I designed and led this technical workshop series to help customer teams tackle one of today's core challenges in AI: how to effectively evaluate large language models (LLMs) when traditional machine learning metrics no longer apply. As LLMs become more accessible, the risks of deploying them without rigorous evaluation have only grown. I created this workshop to equip both engineers and technical leaders with a practical framework for measuring LLM performance, managing risk, and building user trust.
The workshop starts by unpacking why LLM evaluation is so different—and so difficult—compared to classic ML. Generative models don't have straightforward "right" answers, so traditional accuracy metrics break down. We explore how this leads to new pitfalls: evaluation methods are surprisingly brittle, often inconsistent, and deeply sensitive to minor changes in prompts or implementation.
Through real-world case studies and hands-on examples, I walk attendees through the four main approaches in use today. First, we examine public benchmarks, discussing how to interpret leaderboard results and avoid common traps. Then, we explore functional correctness—highlighting where automated, test-based evaluation works best (such as code generation) and where its limits lie. Human evaluation is covered in depth as well, focusing on why it remains essential despite cost and subjectivity, and how to scale it sensibly. Finally, we delve into model-based evaluation, illustrating how "LLM-as-a-judge" techniques can enable rapid iteration, while also requiring a careful understanding of their unique biases and failure modes.
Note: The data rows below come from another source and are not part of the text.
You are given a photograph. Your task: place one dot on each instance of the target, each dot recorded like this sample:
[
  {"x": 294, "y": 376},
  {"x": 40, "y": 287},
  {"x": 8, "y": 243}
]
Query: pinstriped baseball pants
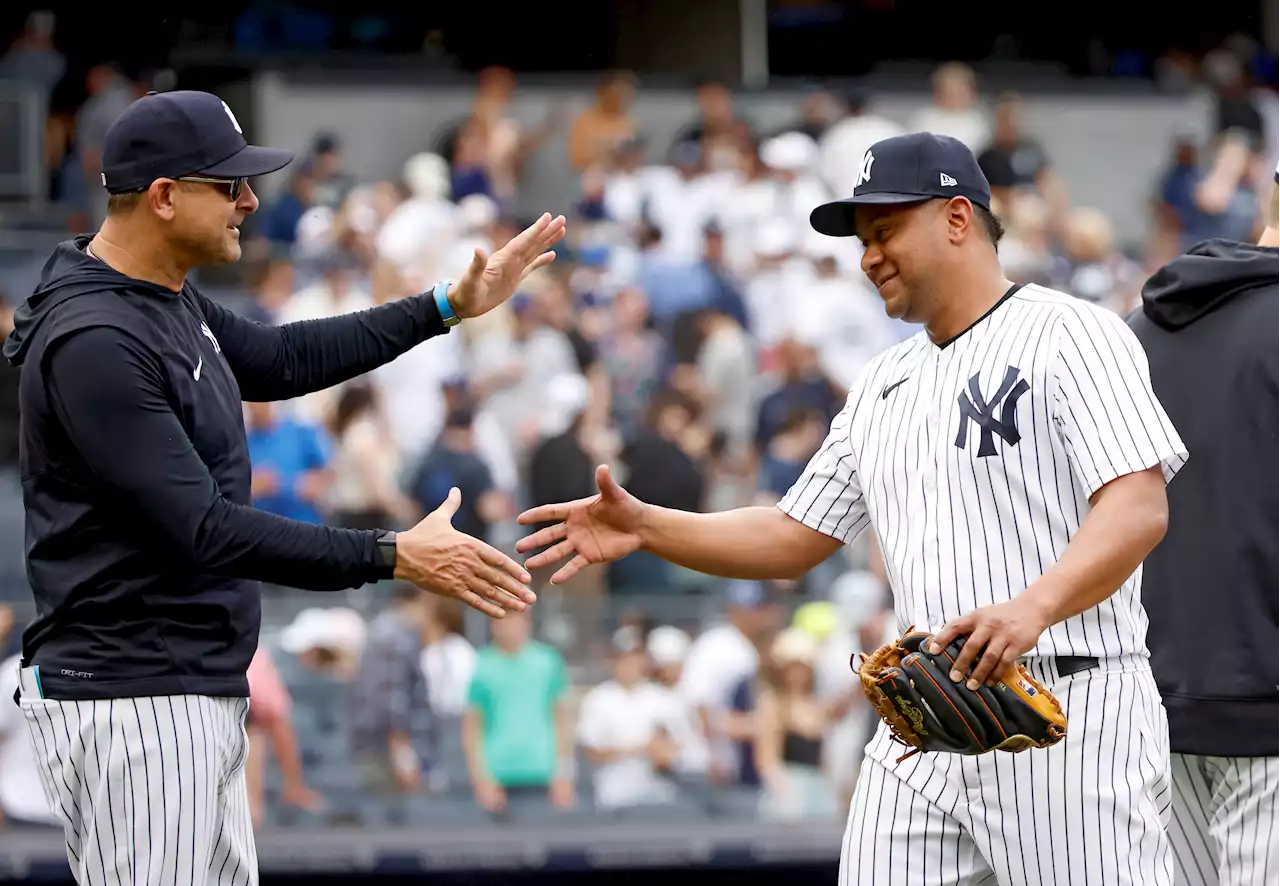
[
  {"x": 1226, "y": 821},
  {"x": 150, "y": 790}
]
A key section of the workshop (covered in the slides) dives into evaluating LLM systems on your own data—including Retrieval-Augmented Generation (RAG) pipelines—with concrete guidance on designing evaluation datasets, selecting meaningful metrics, and balancing automation with human-in-the-loop review.
This series balances theory and pragmatism: it's about establishing robust, repeatable evaluation pipelines that fit the messy realities of modern LLM development. My aim was to demystify evaluation, set realistic expectations, and provide actionable steps for teams deploying LLM-powered applications—whether for search, QA, data extraction, or more.